Setting global targets for treating diabetes in lower-income countries, similar to the targets set for HIV/AIDS, would save lives and decrease medical care costs, researchers said.
An analysis of data on over 23,000 patients with diabetes from 67 different countries found that if 80% had their diabetes and associated comorbidities diagnosed, treated, and controlled, it would reduce the disability-adjusted life years (DALYs) lost from diabetes, from a median of 1,109 to 1,029 DALYs per 1,000 people over 10 years, reported Justine Davies, MD, of the University of Birmingham in England, and colleagues in Lancet Global Health.
This 80% global target would increase the median cost for treatment and control from $2,143,500 to $2,192,725 per 1,000 people over 10 years, but the expenses saved from reduced cardiovascular event management would result in an overall incremental cost-effectiveness ratio of $1,362 per DALY averted, the authors noted.
In a statement accompanying the study, Davies said her team had already identified "huge drop-offs" in the care received by people with diabetes in lower- and middle-income countries. Fewer than 10% of these patients are receiving the medical care they need, she added.
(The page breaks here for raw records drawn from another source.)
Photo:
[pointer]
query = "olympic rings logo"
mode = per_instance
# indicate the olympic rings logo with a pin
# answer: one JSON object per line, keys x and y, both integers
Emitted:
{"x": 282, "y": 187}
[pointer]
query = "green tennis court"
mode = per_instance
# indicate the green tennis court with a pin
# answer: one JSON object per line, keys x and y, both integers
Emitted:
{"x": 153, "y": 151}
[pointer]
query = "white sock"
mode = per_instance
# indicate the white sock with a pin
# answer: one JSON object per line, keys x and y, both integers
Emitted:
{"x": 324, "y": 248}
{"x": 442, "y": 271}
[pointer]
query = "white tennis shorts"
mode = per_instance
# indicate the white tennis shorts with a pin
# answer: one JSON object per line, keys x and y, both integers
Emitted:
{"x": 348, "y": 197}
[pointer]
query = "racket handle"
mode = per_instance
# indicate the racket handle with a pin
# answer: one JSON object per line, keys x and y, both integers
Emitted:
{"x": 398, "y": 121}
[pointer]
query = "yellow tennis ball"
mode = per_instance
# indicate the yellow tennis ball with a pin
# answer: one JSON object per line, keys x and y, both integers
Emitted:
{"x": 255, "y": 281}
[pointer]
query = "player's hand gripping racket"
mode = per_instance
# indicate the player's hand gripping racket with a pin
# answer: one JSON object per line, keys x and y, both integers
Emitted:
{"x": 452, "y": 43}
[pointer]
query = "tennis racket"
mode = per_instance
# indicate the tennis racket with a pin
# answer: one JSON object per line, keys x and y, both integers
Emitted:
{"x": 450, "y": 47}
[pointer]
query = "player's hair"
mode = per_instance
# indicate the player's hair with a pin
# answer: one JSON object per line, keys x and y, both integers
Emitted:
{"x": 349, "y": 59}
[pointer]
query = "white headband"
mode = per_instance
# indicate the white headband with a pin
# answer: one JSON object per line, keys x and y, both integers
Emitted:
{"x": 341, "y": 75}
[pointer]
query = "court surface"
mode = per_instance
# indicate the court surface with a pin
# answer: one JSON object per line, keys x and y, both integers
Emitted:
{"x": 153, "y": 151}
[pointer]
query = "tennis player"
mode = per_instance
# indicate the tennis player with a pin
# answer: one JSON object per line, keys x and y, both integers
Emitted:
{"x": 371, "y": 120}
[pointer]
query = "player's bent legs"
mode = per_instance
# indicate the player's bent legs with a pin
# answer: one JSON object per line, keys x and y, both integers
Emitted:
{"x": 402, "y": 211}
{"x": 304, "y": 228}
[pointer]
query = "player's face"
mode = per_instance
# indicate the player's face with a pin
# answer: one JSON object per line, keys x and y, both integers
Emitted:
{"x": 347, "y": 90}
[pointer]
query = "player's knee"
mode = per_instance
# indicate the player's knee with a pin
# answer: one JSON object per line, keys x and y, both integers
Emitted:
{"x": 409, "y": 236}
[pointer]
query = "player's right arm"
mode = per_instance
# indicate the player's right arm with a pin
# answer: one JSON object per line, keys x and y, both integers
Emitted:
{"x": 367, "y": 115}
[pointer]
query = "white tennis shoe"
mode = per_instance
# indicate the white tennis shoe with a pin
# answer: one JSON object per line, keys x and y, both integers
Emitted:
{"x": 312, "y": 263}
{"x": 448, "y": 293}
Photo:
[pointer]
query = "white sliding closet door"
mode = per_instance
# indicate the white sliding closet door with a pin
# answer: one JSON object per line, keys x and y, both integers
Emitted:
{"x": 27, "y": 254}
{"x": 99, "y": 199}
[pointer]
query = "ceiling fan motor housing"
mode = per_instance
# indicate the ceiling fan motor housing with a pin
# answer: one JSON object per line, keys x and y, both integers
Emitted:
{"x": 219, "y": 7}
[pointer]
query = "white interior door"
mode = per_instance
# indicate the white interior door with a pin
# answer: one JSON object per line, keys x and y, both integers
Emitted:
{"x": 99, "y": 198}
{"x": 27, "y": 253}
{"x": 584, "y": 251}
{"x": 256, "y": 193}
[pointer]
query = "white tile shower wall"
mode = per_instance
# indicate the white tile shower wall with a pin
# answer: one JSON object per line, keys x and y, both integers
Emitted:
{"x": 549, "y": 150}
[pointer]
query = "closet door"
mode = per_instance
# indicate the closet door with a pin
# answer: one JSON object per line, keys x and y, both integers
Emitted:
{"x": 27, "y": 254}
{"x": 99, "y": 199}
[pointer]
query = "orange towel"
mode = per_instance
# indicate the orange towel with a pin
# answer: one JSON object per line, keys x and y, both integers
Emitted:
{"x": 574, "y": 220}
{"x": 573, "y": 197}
"Setting global targets for HIV and AIDS has led to massive improvements in people getting the treatment that they need to save lives and improve health," Davies said. "Our research suggests that similar targets would certainly be useful in improving lives for people with diabetes. We must definitely now achieve scale-up blood pressure and statin medication treatment as part of our ongoing fight against diabetes."
The authors analyzed data for 23,678 patients with diabetes (median age 53, 59.8% women) gathered with nationally representative, cross-sectional surveys that were administered from 2006 to 2018. They used these data to estimate the risk among patients for atherosclerotic cardiovascular disease, heart failure, end-stage renal disease, severe vision loss, and pressure sensation loss associated with diabetes.
They then constructed a microsimulation model to estimate DALYs lost due to diabetes and its comorbidities, as well as the healthcare costs of diagnosis, treatment, and control of blood pressure, dyslipidemia, and glycemia. They used data from meta-analyses to estimate reductions in risk, and they used the WHO OneHealth Tool to estimate costs of medical care if the 80% target was reached.
Davies and colleagues found that blood pressure and cholesterol management were the two most critical strategies for reducing DALYs associated with diabetes in lower-income countries. "In this model-based analysis, the greatest reductions in cardiovascular events were achieved through increased treatment with blood pressure and statin medicines, and increased titration of blood pressure medicines to achieve blood pressure targets," they wrote.
The team noted several limitations to their study. The diagnosis of conditions such as hypertension was based on criteria that are used in epidemiologic studies, but these criteria could over- or under-estimate the numbers that would actually be diagnosed in a clinical setting. In addition, the cross-sectional data might not show systematically underdiagnosed conditions, they said.
The microvascular risk equations used in the study were derived from cohorts and clinical trials based mostly in the U.S., they added. As such, they might not be completely applicable to the patients in the study, although coefficients were used to account for certain ethnicities. The study also did not account for any behavioral changes that patients might make on receiving a diagnosis of hypertension or diabetes.
The study did not simulate targeting a specific LDL cholesterol level for statin treatment, because current practice favors risk-based, rather than target-based, treatment, Davies and colleagues explained. In the future, however, the practice might switch back to a target-based approach that could lead to different costs and outcomes, they added.
"Finally, there are data limitations in cost estimates in that cost estimates are often approximations with widely varying quality and geographic representation, and the actual cost that the health system experiences from reaching a target like 80/80/80 may not be the costs that would be experienced if guidelines were being perfectly adhered to," they wrote.
"While the data utilized here are cross-sectional, efforts to repeat these analyses are underway, and if augmented by cost and disability assessments, may help to enhance our understanding of what targets to set and how to maximize the potential for strategic investments to improve the population health of those with diabetes," they added.
Disclosures
No funding sources were reported for this study.
No authors disclosed conflicts of interest.